Overview

Before venturing into any advanced analysis of data using statistical, machine learning, and algorithmic techniques, it is essential to perform basic data exploration to study the basic characteristics of a dataset.

By studying it basic properties, we may find useful patterns (trend), connections, and relationships within data. This is usually called data exploration or exploratory data analysis (EDA).

The whole idea is to get better understanding of the dataset at hand. We want to know, whether our data is good or not.

Once we have good data, we can training our machine learning model and get accurate results.

Common Data Analysis

  • descriptive statistic : summarizing, organizing, and presenting data meaningfully and concisely.
    • catagorize by group
    • data distribution
Figure 1: Descriptive by visualization
  • correlation analysis

    • scatter plot \(\Longrightarrow\) two variables are plotted along two axes.
    • pairplot \(\Longrightarrow\) pairwise relationships between variables within a dataset

    The closer the data points come to forming a straight line when plotted, the higher the correlation between the two variables, or the stronger the relationship.

    If a relationship exists, the scatterplot indicates its direction and whether it is a linear or curved relationship. Relationships between variables can be described in many ways: positive or negative, strong or weak.
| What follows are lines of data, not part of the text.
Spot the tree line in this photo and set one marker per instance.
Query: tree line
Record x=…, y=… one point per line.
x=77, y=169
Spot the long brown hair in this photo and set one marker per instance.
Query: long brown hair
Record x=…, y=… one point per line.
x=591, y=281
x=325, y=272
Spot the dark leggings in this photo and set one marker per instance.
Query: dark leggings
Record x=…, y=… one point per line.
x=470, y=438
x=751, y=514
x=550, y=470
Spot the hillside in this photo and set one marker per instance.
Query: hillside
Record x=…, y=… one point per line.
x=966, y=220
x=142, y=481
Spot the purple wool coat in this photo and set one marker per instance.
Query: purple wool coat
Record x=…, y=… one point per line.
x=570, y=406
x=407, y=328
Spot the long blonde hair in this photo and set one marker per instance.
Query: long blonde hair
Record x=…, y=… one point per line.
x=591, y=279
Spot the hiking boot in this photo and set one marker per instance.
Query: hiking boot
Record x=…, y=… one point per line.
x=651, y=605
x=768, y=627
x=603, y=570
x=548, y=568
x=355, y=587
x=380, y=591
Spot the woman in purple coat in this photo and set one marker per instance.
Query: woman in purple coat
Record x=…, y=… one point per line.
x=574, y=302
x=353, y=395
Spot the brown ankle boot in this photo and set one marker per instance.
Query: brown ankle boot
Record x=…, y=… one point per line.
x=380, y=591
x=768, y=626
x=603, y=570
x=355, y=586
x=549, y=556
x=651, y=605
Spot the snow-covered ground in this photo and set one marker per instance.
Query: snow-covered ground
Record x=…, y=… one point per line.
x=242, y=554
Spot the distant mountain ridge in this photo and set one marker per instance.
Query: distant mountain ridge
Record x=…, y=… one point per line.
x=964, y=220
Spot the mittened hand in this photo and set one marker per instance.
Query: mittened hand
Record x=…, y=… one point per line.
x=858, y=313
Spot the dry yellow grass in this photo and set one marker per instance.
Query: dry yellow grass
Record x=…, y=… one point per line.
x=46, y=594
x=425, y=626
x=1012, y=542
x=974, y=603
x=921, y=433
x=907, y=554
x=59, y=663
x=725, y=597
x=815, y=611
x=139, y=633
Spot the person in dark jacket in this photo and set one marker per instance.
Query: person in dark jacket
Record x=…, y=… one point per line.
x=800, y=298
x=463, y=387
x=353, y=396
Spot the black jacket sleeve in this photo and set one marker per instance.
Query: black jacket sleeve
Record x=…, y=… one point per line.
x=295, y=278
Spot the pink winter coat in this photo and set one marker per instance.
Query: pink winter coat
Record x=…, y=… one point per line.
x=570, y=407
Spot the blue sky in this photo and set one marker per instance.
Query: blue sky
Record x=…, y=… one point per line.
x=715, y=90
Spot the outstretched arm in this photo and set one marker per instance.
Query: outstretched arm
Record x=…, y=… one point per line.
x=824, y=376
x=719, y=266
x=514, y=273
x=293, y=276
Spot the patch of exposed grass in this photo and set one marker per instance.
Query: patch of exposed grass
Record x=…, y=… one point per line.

Figure 2: correlation plot

Common Data pre-processing

Data transformation

Many times in Machine Learning, we have to pre-process the data by “normalizing”, such as to set it to be in [0,1] (by scaling), or [-1,+1], scaling and centering, log or exponential, square root, etc. All these exercises do is only changing the scale and not the structure of the data. This is needed to assist computations and reduce computing errors, and not in any way doing anything beyond that. Furthermore, this will standardized numbers of various scales into same unique scale.

Missing-data imputation

Imputation is a technique used for replacing the missing data with some substitute value to retain most of the data/information of the dataset. These techniques are used because removing the data from the dataset every time is not feasible and can lead to a reduction in the size of the dataset to a large extend, which not only raises concerns for biasing the dataset but also leads to incorrect analysis.

Data Duplicate

To reduce model biased toward certain patterns in data, data duplicate should be remove.